The Three Permaculture Ethics—Wilson’s Perspective

You have not heard from Chaya much this past week because she is at a PDC (or Permaculture Design Course).  Now Chaya just might be the most competent and smartest person that I know, so I am sure that she will do well there.  After all she is under the tutelage of Skeeter and will even have a few sessions with Sepp Holzer on the last two days of the PDC.  A PDC with Paul Wheaton, Kelly Ware and Kelda Miller in attendance is bound to be a great PDC!

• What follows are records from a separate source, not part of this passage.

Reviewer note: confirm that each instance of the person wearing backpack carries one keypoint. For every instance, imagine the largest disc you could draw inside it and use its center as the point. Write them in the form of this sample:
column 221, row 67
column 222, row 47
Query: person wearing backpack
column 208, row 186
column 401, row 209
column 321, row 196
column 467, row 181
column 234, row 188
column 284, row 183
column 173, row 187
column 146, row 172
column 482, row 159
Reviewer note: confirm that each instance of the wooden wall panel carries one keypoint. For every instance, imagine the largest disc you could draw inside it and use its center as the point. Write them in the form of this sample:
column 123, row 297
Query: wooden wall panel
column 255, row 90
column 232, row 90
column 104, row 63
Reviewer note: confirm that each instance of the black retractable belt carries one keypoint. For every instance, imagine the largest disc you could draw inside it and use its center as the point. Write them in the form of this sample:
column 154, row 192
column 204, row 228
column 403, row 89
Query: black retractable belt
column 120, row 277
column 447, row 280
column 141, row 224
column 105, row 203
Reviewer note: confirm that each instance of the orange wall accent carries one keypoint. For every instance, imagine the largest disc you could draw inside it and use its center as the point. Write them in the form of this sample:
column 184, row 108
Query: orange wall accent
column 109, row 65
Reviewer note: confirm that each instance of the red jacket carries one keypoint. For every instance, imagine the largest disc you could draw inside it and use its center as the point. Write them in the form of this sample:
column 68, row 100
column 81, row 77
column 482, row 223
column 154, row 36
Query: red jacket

If you spend enough time listening to Permaculture discussion you will find out that the gardening is the easy part.  If that is true, why is it so?  Because Permaculture subscribes to a set of three ethics.

 

Gardening

Ethics, everyone expects them.  If you have your signal light on indicating that you wish to occupy a parking space and someone else parks their first when it is clear to a third party that they would have seen your signal light, you would feel miffed and probably classify that behavior as “wrong.”

Ethics is a part of all of us.  It makes up the filter for exchange in which we all interact with our world.  Since Philosophy and Theology are part of my nerdy hobby set, I wanted to delve into the three Permaculture ethics here in this blog and give you my perspective.

Take any group of elementary school children with limited toys on the playground and there is bound to emerge some type of “expectation” of how things should be done.  Adults are not exempt.  Have you ever sat in a meeting with a colleague who goes on and on about minutiae?  It does not matter whether someone is not respecting you, your time or your property, people have expectations about how they want to be treated.

Obviously we all carry our wants and needs around with us as we interact with the world.  If that were not so, it would be hard to observe anything we call an economy.

So when Permaculture (although broadly encompassing many topics) arguably has a chief thrust towards producing food and claims three ethics as its base—my interest is piqued to be sure.

 

Three Permaculture Ethics

Three Permaculture Ethics  Click on the picture to take you to PermaculturePrinciples.com/ethics  Our friend Richard Telford has allowed us to use this awesome graphic with permission.  It is even cooler on his site because it is interactive.

The three Permaculture ethics are defined as:  (Hemenway, 2009)
1.    Care for the Earth.
2.    Care for People.
3.    Reinvesting the surplus (that this care will create).  

Now it is prudent to point out here that there is an alternate definition given for the third ethic stated like this:
3.    Fair share
The difference between these two definitions is very significant, but I will have to get into that in another blog.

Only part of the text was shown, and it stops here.